ECLI:NL:RBZWB:2025:7684
Rechtbank Zeeland-West-Brabant
- Eerste aanleg - enkelvoudig
- Rechtspraak.nl
Vordering tot proceskostenvergoeding na intrekking beroep tegen UWV
In deze uitspraak van de Rechtbank Zeeland-West-Brabant op 11 november 2025, wordt het verzoek van verzoekster om een veroordeling van het UWV in de proceskosten beoordeeld. Verzoekster had eerder een beroep ingesteld tegen het niet tijdig nemen van een besluit door het UWV op haar aanvraag van 22 april 2025. Dit beroep werd ingetrokken nadat het UWV op 8 september 2025 alsnog op de melding had beslist. De rechtbank heeft het UWV in de gelegenheid gesteld te reageren op het verzoek om proceskostenveroordeling, waarop het UWV akkoord ging met de vergoeding van de proceskosten.

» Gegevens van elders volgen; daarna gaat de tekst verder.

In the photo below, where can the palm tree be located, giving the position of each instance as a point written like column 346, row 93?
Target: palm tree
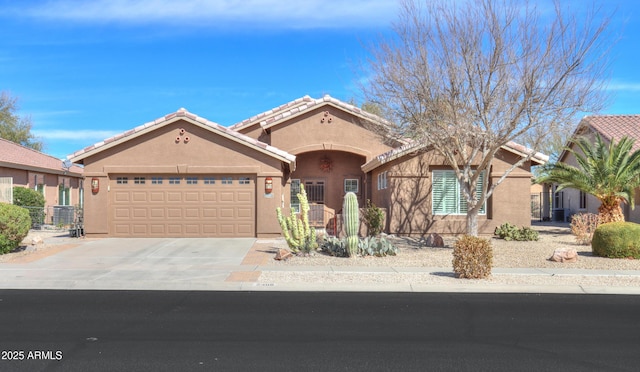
column 611, row 173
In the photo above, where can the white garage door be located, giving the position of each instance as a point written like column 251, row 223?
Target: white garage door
column 182, row 205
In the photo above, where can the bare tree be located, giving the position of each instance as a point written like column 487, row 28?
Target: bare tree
column 13, row 127
column 467, row 77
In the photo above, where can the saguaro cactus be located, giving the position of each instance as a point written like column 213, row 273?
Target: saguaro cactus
column 351, row 221
column 296, row 231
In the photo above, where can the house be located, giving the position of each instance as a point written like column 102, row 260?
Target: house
column 610, row 127
column 185, row 176
column 60, row 185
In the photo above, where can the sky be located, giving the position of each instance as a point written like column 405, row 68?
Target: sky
column 84, row 71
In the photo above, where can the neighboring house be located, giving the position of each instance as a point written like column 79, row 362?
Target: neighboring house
column 182, row 175
column 570, row 201
column 46, row 174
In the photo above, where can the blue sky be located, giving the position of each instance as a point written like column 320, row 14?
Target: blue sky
column 86, row 70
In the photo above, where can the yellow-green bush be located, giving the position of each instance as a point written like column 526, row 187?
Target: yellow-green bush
column 616, row 240
column 14, row 226
column 472, row 257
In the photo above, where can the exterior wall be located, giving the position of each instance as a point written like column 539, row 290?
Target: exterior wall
column 158, row 152
column 570, row 198
column 343, row 165
column 51, row 181
column 312, row 131
column 325, row 132
column 408, row 197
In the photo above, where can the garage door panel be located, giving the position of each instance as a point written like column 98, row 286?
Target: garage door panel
column 174, row 196
column 139, row 196
column 192, row 212
column 174, row 213
column 192, row 229
column 122, row 213
column 210, row 213
column 122, row 197
column 227, row 196
column 210, row 229
column 157, row 229
column 227, row 212
column 188, row 209
column 156, row 196
column 244, row 196
column 245, row 213
column 209, row 196
column 140, row 230
column 191, row 196
column 156, row 212
column 227, row 229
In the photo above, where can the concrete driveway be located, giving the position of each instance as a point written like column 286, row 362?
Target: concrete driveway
column 119, row 263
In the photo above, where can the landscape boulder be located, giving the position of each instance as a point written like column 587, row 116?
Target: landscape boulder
column 434, row 240
column 564, row 255
column 283, row 254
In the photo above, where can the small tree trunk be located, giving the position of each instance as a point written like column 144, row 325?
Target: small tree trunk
column 610, row 211
column 472, row 222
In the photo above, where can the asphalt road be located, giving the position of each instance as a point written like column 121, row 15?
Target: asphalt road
column 289, row 331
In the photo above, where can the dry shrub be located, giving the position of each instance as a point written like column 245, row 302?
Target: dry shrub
column 583, row 225
column 472, row 257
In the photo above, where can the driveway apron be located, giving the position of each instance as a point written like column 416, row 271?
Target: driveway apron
column 116, row 263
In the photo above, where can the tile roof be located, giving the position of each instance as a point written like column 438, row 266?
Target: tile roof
column 299, row 106
column 13, row 155
column 614, row 126
column 417, row 146
column 182, row 114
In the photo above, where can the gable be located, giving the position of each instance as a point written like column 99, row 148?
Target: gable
column 181, row 138
column 308, row 124
column 180, row 147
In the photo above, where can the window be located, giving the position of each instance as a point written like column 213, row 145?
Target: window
column 447, row 194
column 38, row 183
column 351, row 185
column 315, row 191
column 295, row 189
column 64, row 194
column 382, row 180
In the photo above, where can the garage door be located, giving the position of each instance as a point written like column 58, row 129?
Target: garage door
column 182, row 206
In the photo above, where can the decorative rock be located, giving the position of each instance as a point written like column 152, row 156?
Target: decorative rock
column 283, row 254
column 564, row 255
column 434, row 240
column 37, row 240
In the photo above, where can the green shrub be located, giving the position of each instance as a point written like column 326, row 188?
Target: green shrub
column 14, row 226
column 509, row 232
column 334, row 246
column 472, row 257
column 376, row 246
column 616, row 240
column 373, row 219
column 25, row 197
column 583, row 225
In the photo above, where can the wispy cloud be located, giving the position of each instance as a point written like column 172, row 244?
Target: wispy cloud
column 623, row 87
column 214, row 13
column 84, row 136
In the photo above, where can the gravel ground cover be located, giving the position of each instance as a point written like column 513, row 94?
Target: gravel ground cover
column 507, row 254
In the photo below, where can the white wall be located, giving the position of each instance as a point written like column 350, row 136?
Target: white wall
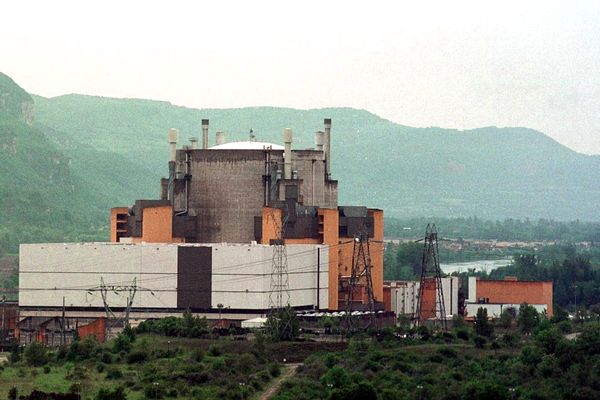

De rechtbank wijst het verzoek om proceskostenveroordeling toe, omdat het UWV geheel aan verzoekster is tegemoetgekomen door alsnog te beslissen op haar melding. De rechtbank legt uit dat wanneer een beroep wordt ingetrokken omdat het bestuursorgaan aan de indiener van het beroepschrift is tegemoetgekomen, de bestuursrechter op verzoek van de indiener het bestuursorgaan kan veroordelen in de proceskosten. In dit geval bedraagt de vergoeding € 453,50, omdat de gemachtigde van verzoekster een beroepschrift heeft ingediend en er geen andere kosten zijn gemaakt die voor vergoeding in aanmerking komen. Daarnaast is het UWV verplicht om het door verzoekster betaalde griffierecht van € 53,- te vergoeden.
De rechtbank heeft de uitspraak openbaar gemaakt en een afschrift verzonden aan de betrokken partijen. Partijen hebben de mogelijkheid om verzet aan te tekenen tegen deze uitspraak binnen zes weken na verzending.